The police picked him up and handed him over to the Bureau of National Investigations (BNI) which, DAILY GUIDE has gathered, has commenced probes into the big catch whose elusion for such a long time boggled minds.

Security personnel who played a key role in the MV Benjamin case are said to have been contacted to assist in the investigations as the dusty files are brought down from the shelves.

He allegedly imported the missing 77 parcels of the cocaine which took on the name of the MV Benjamin case, named after the vessel which transported the stuff.

On 26 th April 2006, a fishing vessel christened MV Benjamin with 77 parcels of cocaine (each parcel contained 30 kilogrammes) berthed at the Tema Harbour breakwaters, and the parcels offloaded into two canoes which sailed under the cover of darkness to Kpone Paradise Beach.

Some police officers at the Tema New Town Police Station, D/Sgt. Amoah, Sgt. David Nyarko, L/Cpl/ Dwamena Yebson and L/Cpl Peter Bondorin, and others received the information and proceeded to Kpone with the “intent” to arrest the carriers.

 The requested assistance from Kpone Police Station came and met Limping Man and others offloading the drugs into two vans parked at the beach. Instead of the police officers arresting Asem Dake and the drugs and his accomplices, they entered into an agreement with the suspect to carry on with his “business” for a bribe later.

After offloading, Asem Dake picked the police officers and the three fishermen informants into his Toyota Landcruiser, then parked at the beach, and proceeded with them to his house at Community 5, Tema.

He returned later and handed over a polythene bag containing an unspecified cash in US Dollars to Sgt. Amoah and his group including the fishermen.

The group, led by Sgt. Amoah, left and re-grouped near the Tema Oil Refinery to share the money.

After the arrest of the culprits in the aftermath of the revelation of a tape recording, the police officers and others including the owner of the vessel, Joseph Kojo Dawson, and the crew were all arrested and tried without Asem Dake who escaped arrest.

 It was a headline-grabbing case steeped in politics in which politicians sought to make some inroads.

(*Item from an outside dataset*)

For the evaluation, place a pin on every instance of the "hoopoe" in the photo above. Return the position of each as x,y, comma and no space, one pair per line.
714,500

Alhaji Issah Abass, standing trial with Kwabena Amaning alias Tagor, in the case, blamed the escape of Asem Dake on the police.

In 2007, he told an Accra Fast-Track High Court presided over by Justice Jones Dotse in his evidence in-chief, led by Mohammed Atta, that the police saw Sheriff but did not arrest him.

When he was in custody, according to him, Bright Oduro, the then Regional Crime Officer for the Greater Accra Region, said in the presence of other police investigators that they needed assistance to arrest the Limping Man and others involved in the cocaine case.

The second accused, Issah, said he went with some investigators to his office in Tema and introduced two young men, Kornu and Nana Yaw, to the police, expecting that they could help in tracking down the Limping Man.

Various attempts were made to no avail in locating the Limping Man, including the promise of rewards. Issah told the court that some of the guys contacted told the police that the Limping Man was attending a funeral at Oda and so they mobilized themselves and headed for the location. Upon arrival, however, the police just looked on as the Limping Man drove away in his four-wheel drive vehicle.

Kornu and Nana Yaw, the men who aided in the location of the Limping Man, were also instrumental in the arrest of the owner of MV Benjamin.